Foundation has come a long way since our mom's day, when choices were limited and most foundations were thick, unmanageable creams. But with progress in science and in packaging, makeup is available in all types of ingredients and delivery systems. You might think that application isn't important, but it's vital. Thicker, drier makeup covers more, but it's harder to blend. With light makeup, blending is easy, but it's harder to conceal skin's imperfections.

Foundations should do more than even out skin tones and conceal blemishes; it should also actually help your skin to be dewier, stronger and healthier. Here we rundown several types of makeup foundations.

Tinted Moisturizer

If you don’t need a lot of coverage but do want something to even out your skin tone and relieve dry skin, tinted moisturizer may provide you with just what you need. Tinted moisturizer is perfect for softening and protecting the skin while adding a hint of foundation color. This makeup is also ideal because you don't have to put on moisturizer and then foundation: it's a one-step process.

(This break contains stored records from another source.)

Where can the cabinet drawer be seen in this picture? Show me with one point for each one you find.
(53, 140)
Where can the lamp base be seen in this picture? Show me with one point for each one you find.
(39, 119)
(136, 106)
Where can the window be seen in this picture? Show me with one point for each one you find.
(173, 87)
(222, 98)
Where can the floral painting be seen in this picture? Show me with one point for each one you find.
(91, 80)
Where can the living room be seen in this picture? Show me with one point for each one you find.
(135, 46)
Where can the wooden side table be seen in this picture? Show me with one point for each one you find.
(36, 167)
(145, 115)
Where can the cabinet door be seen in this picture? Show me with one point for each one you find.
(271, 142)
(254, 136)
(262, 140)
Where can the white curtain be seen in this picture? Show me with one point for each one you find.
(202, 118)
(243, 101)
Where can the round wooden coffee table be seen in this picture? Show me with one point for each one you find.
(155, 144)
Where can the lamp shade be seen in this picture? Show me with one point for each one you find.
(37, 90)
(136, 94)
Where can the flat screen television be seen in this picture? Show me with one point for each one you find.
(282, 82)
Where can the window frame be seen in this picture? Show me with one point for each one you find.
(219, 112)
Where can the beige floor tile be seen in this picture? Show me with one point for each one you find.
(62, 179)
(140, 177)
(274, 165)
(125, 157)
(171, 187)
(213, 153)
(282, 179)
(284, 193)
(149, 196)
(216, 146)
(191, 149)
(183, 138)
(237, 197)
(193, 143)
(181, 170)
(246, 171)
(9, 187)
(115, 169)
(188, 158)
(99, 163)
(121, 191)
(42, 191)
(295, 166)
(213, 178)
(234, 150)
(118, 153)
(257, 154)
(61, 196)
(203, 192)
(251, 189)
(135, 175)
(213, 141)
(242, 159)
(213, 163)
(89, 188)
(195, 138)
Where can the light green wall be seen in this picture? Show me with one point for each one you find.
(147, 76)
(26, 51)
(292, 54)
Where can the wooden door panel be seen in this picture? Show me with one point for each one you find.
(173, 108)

Mousse or Whipped Foundation

Mousse or whipped foundation is easier to apply in thin layers than liquid makeup, so you have more control. Mousse makeup is liquid makeup with air whipped in, making it lighter and smoother. It comes in a spray or aerosol-type can, like whipped cream. It costs more than other cosmetics because you're paying for the added air and specialized packaging, but if you've ever spread whipped butter on a hot piece of toast, you know the difference is vast. Whipped foundation is good for all skin types, but it's especially nice for those with dry or aging skin because of its tendency to go on smoothly instead of caking up in facial lines.

Liquid Foundation

Many women like liquid foundation best because it applies so smoothly and is easily found at your local drugstore. You can enhance the smoothness by putting it on with a slightly damp makeup sponge. Liquid makeup is good around the eyes, where you may want a bit more coverage; you can put it on with a small lip brush for the best control.

You'll often see liquid makeup in waterproof or smudgeproof or even 24 hour versions. But these specialized cremes contain oils and waxy ingredients, causing some sensitive wearers slight skin irritation. If you start having problems with breakouts when wearing waterproof makeup, switch to a non-waterproof type and see if it helps. With more people becoming aware of the importance of skin care to their overall health, companies are creating foundations made with organic ingredients such as essential oils, vegetable oils and minerals instead of chemical dyes.

Cream-to-Powder Foundation

One of the most interesting and popular foundation options is cream-to-powder foundation, made by companies of good reputation, like L'Oreal. It goes on as a liquid, but dries to a powder finish that minimizes oil and lasts all day. You'll find cream to powder makeup in compacts that look like powder (which may make you wonder why it isn't called powder to cream to powder makeup), or in tubes or bottles. The big draw is its easy application and the fact that you don't have to put on powder for full coverage.


Concealer is thickened, even tinted to correct color for particular areas—undereye smudges, pimples or redness, for example. It's thick and comes in compacts or cover sticks. Makeup artist Bobbi Brown suggests applying concealer before foundation for perfect coverage.


Minerals are the latest thing in makeup. Their popularity has come about in part due to the fact that the foundation has very few ingredients, and those being inert minerals, tend to be perfect for people with allergies or sensitive skin. Brush on minerals with a big, puffy brush, building up layers of nearly-invisible powder. Advertised as a "soft-focus" look, mineral makeup has been compared with the airbrush in creating a flawless appearance.